Question 2: You will notice a couple of lines that use the CHARMM command DEFINE. Do you remember what this command does? Describe what it influences later in the script.

The file labeled “tsm.restart_2kqt.str” takes restart information from the previous script and continues the simulation using CPT dynamics for equilibration.

Production & TSM

In most cases, we would allow further time for equilibration before performing production dynamics, but for the purposes of this lab we will assume the system is equilibrated after heating.

Production dynamics is performed in a step-wise fashion using restart files. You can imagine the way restart files are used just like working on a lengthy project in a word processor. It is ideal to save often and pick up your work where you previously saved, rather than completing it all at once without saving at all during the process.

Question 3: In theory, you could use one script and one submission and extend the production dynamics process to a longer amount of time. However, this is often an impractical solution. Name two reasons that you can think of that make the use of restart files advantageous.

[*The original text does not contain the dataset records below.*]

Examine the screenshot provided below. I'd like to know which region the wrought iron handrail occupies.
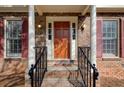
[78,47,99,87]
[29,46,47,87]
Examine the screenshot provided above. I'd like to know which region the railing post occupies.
[45,47,47,71]
[28,64,34,87]
[93,64,99,87]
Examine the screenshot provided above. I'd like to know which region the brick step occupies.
[44,70,79,79]
[42,70,83,87]
[47,64,78,71]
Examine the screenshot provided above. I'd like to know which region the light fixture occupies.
[37,24,41,28]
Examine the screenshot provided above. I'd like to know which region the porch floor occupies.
[41,65,83,87]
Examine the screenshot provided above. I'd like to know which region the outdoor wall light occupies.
[37,24,42,28]
[81,24,86,31]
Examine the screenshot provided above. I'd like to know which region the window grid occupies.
[6,20,22,57]
[103,20,118,56]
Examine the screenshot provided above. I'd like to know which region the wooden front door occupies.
[54,22,70,59]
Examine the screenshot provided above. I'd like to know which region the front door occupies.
[54,21,70,59]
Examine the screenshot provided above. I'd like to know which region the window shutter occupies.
[0,18,4,58]
[120,19,124,58]
[96,19,103,58]
[21,18,28,58]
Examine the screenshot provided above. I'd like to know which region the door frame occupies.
[53,21,71,60]
[46,16,78,60]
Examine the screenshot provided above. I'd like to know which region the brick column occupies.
[28,5,35,68]
[90,5,96,64]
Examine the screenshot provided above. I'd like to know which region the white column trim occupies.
[90,5,96,64]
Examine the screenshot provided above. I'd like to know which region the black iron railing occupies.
[29,47,47,87]
[78,47,98,87]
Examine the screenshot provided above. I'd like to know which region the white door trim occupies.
[46,16,78,60]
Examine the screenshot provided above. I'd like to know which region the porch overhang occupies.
[0,5,124,15]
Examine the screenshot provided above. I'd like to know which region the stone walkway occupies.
[97,61,124,87]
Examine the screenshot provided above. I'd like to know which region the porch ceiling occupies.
[0,5,124,15]
[35,5,87,15]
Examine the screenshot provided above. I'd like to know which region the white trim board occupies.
[46,16,78,60]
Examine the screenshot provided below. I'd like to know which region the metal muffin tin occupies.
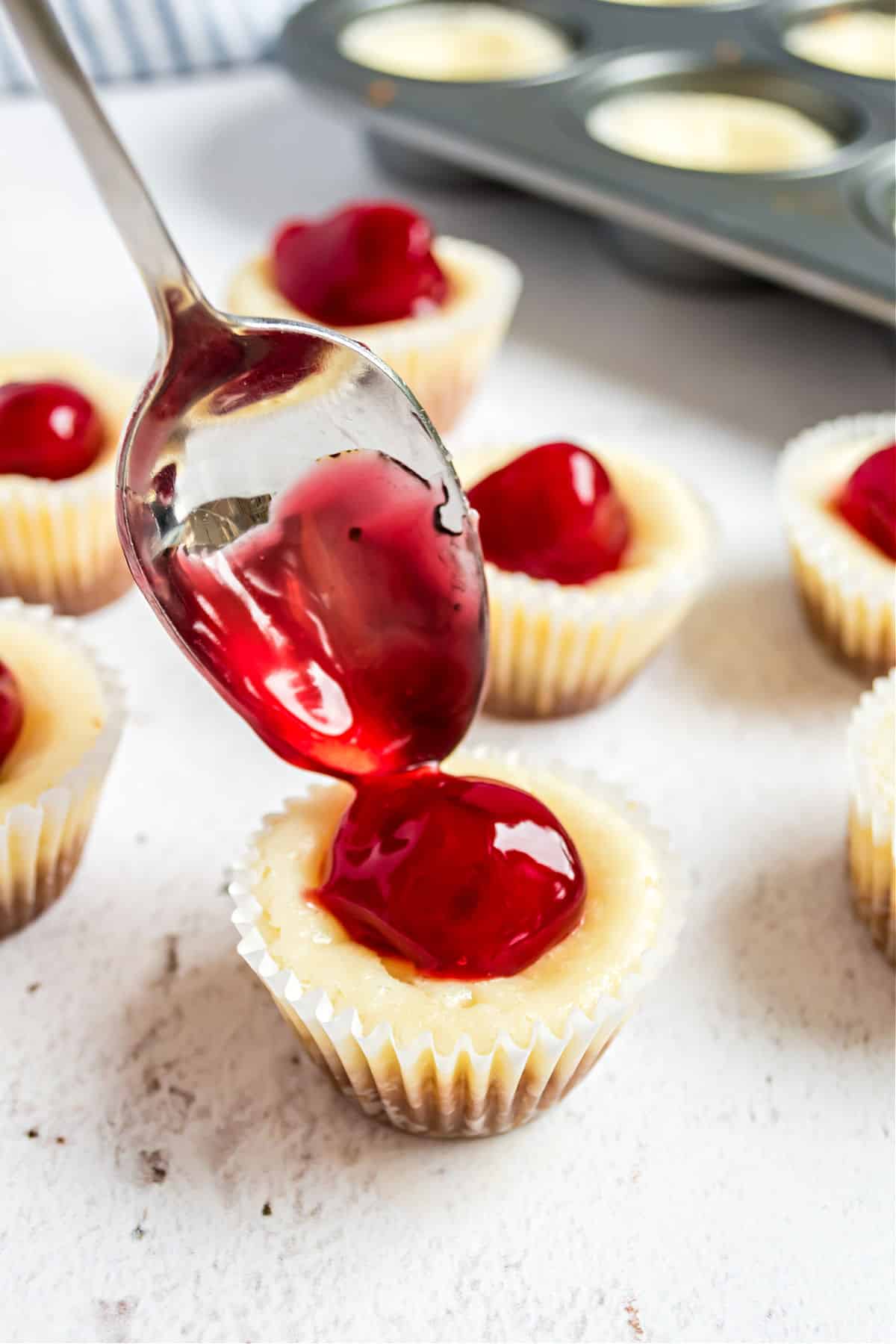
[277,0,896,324]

The file labeled “tsm.restart_2kqt.str” in your lab directory is the script that would be used to extend equilibration time for the system and perform TSM calculations. Restart scripts can be made to take more than a day to complete on the supercomputer–for this reason you will not be required to edit or submit this script. The coordinate files, dcd files, tsm files, and more from the 2KQT simulations are found in the tsm_output directory in the lab_files directory from earlier. Now that you’ve familiarized yourself with the restart and heating scripts, answer the following question:

Question 4: What variable is passed to the CHARMM script from the shell to allow the restart script to load the output files from the heating script? What would the value of the variable need to be for the second restart after the first post-heating restart?

Post-Processing

TSM’s output files in charmmlab/lab_files/tsm_output/tsm/ are not in a format readily understood for analysis. For this reason, TSM has its own CHARMM post-processing method that it employs to give a printout of ΔG. You will find in your lab directory a file named “tsm.post_processing.str.” This script loads up TSM output files with a loop, calculates midpoints based on given lambdas, processes the TSM output files with TSM POST PSTAck 10 PLOT. The submission script, “submit.sh,” sorts the TSM data using Linux commands depending on the variables the user sets at the start of the file. The postp folder contains the organized output data for analysis with programs such as Excel. Delta A (which in this case really means ΔG) is the free-energy data you are interested in, Delta E is the change in energy, and Delta S is the change in entropy.

3. TSM for Drugs in Water

Now that you have familiarized yourself with how to heat, equilibrate, and analyze TSM simulations for drugs in the M2 channel, perform these same steps for drugs in water. This is a necessary in order to determine the free-energy of binding, ΔΔG, given by the difference in ΔG between the channel and water. The submit.sh script needs only small adjustments, the batch.submit and tsm.post_processing files need no adjustment, and two CHARMM input files for water (with the same naming pattern) will need to be made. You may copy a lot of the code from the 2KQT heat and restart scripts (by copy-pasting or using the cp command), but you will need to make adjustments to ensure they work properly for the drug-water systems.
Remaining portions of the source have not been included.